Spontaneous breakdown of topological protection in two dimensions
Jianhui Wang, Yigal Meir, Yuval Gefen

TL;DR
This paper demonstrates that realistic smooth edge potentials in two-dimensional topological insulators can cause edge reconstruction and spontaneous time-reversal symmetry breaking, challenging the robustness of topological protection in practical systems.
Contribution
It reveals that realistic edge conditions can lead to spontaneous TRS breaking and edge reconstruction, undermining the assumed perfect conductance in topological insulators.
Findings
Edge reconstruction occurs with smooth edge potentials.
Spontaneous TRS breaking can lead to finite Hall resistance.

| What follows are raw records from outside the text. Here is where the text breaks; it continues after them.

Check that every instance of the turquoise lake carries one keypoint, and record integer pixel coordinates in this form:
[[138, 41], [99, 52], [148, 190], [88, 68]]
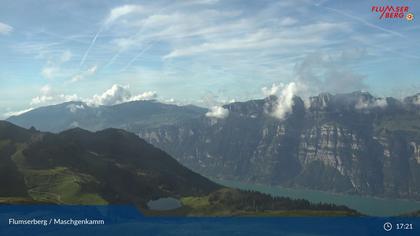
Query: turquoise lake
[[367, 205]]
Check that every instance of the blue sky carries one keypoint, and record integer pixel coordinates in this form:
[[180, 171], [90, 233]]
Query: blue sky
[[204, 52]]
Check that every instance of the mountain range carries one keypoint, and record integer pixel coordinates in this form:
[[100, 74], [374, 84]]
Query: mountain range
[[348, 143], [116, 167]]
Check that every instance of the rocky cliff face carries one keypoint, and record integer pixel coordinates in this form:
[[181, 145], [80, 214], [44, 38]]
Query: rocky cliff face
[[351, 143]]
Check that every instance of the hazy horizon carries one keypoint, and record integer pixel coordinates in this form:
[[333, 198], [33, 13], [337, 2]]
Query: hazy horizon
[[204, 52]]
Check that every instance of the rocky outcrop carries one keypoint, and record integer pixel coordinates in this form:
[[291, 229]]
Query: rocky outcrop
[[350, 143]]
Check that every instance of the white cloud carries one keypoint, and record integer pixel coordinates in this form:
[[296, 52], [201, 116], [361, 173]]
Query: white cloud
[[217, 112], [270, 91], [5, 28], [48, 97], [74, 107], [17, 113], [115, 95], [41, 99], [119, 94], [376, 103], [121, 11], [284, 103], [144, 96], [45, 89]]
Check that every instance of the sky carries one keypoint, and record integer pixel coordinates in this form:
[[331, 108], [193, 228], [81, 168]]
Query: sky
[[203, 52]]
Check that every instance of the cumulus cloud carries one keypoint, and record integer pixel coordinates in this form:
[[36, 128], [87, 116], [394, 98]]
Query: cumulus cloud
[[270, 91], [48, 96], [5, 28], [149, 95], [119, 94], [41, 99], [121, 11], [17, 113], [376, 103], [288, 21], [217, 112], [322, 72], [284, 103], [74, 107]]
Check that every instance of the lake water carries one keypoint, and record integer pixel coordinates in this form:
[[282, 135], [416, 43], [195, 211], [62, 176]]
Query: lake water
[[164, 204], [367, 205]]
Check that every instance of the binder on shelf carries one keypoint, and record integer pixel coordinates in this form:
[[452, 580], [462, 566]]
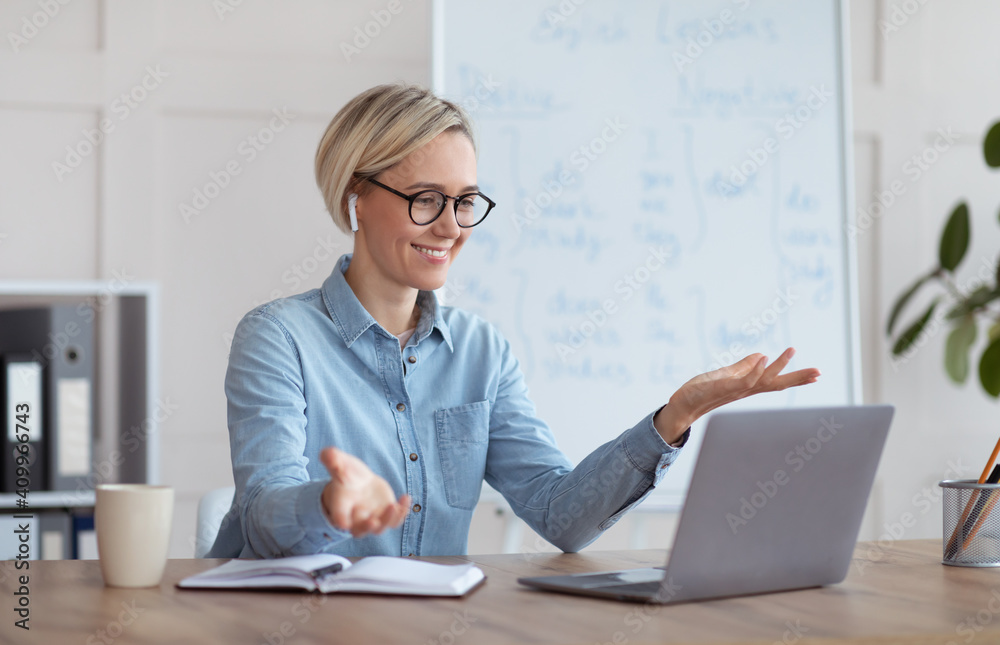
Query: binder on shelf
[[22, 444], [84, 537], [61, 338], [56, 527], [18, 536]]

Topological protection is fragile in realistic conditions.
Abstract
Due to time-reversal symmetry (TRS), two dimensional topological insulators support counter-propagating helical edge modes. Here we show that, unlike the infinitely sharp edge potential utilized in traditional calculations, an experimentally more realistic smooth edge potential gives rise to edge reconstruction and, consequently, spontaneous TRS breaking. Such edge reconstruction may lead to breaking of the expected perfect conductance quantization, to a finite Hall resistance at zero magnetic field, and to a likely spin current. This calculation underpins the fragility of the topological protection in realistic systems, which is of crucial importance in proposed applications.